Katzen: Freilauf oder Wohnungshaltung? Schluß mit dem Dilemma: Hier ist die Lösung!

Dieses Thema im Forum "Hund - Katze - Maus" wurde erstellt von landhausgarten, 21. März 2009.

  1. Hallo liebe Katzenfreunde,

    über Wohnungskatzen vs. Freigänger lässt sich trefflich streiten...

    Ich glaube, wir haben den idealen Kompromiss gefunden: Katzengarten

    Also unsere Kater sind begeistert!

    Und wir auch, einfach Türe auf und rauslassen ohne Sorgen!

    Der einzige Nachteil ist der an einen Acker erinnernde Zustand unseres Rasens nach dem Winter...

    ...so stark benutzt war der nämlich noch nie!

    Wildes Fangen spielen und ausgelassenes Rumtoben hinterlassen halt Spuren...

    Aber Hauptsache, der Kater ist glücklich...

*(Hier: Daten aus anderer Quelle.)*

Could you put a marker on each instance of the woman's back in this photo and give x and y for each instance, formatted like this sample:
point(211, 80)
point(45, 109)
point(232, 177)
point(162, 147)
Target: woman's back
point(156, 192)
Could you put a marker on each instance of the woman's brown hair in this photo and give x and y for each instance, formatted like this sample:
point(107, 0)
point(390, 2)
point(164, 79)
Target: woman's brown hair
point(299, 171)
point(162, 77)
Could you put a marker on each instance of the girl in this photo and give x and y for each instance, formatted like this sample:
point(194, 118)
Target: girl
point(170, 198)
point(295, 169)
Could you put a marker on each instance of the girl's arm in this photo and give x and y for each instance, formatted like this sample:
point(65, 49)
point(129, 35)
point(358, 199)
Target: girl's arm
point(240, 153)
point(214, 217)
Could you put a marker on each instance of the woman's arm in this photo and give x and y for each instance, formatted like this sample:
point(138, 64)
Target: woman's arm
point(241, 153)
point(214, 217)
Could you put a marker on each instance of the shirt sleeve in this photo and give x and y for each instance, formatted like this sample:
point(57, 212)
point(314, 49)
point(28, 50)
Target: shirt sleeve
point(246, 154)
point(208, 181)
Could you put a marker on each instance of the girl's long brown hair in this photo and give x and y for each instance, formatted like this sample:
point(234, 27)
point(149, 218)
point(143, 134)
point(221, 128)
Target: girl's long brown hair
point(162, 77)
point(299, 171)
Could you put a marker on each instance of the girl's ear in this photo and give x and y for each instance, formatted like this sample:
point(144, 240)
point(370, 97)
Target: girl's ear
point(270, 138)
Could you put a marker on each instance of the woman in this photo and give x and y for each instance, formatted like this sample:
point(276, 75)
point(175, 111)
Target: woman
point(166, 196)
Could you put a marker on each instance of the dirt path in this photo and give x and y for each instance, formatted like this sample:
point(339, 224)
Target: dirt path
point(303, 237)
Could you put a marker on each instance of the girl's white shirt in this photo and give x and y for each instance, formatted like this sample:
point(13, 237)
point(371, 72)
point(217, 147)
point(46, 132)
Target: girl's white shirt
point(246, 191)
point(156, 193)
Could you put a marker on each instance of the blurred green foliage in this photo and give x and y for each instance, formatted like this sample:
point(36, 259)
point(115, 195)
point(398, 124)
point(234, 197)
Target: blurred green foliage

    Seitdem ich zwecks Rasenpflege 125 kg Sand verteilt habe, sind die Kater übrigens NOCH glücklicher: Höchst angenehmes Pfotengefühl plus saubere Schneeschühchen!

    Das tolle ist, mit unserem Modell aus handelsüblichen Holz-Rankelementen kann man klein (=billig) anfangen und peu à peu aufstocken bzw. die Einzäunung bei Wohnungswechsel mitnehmen!!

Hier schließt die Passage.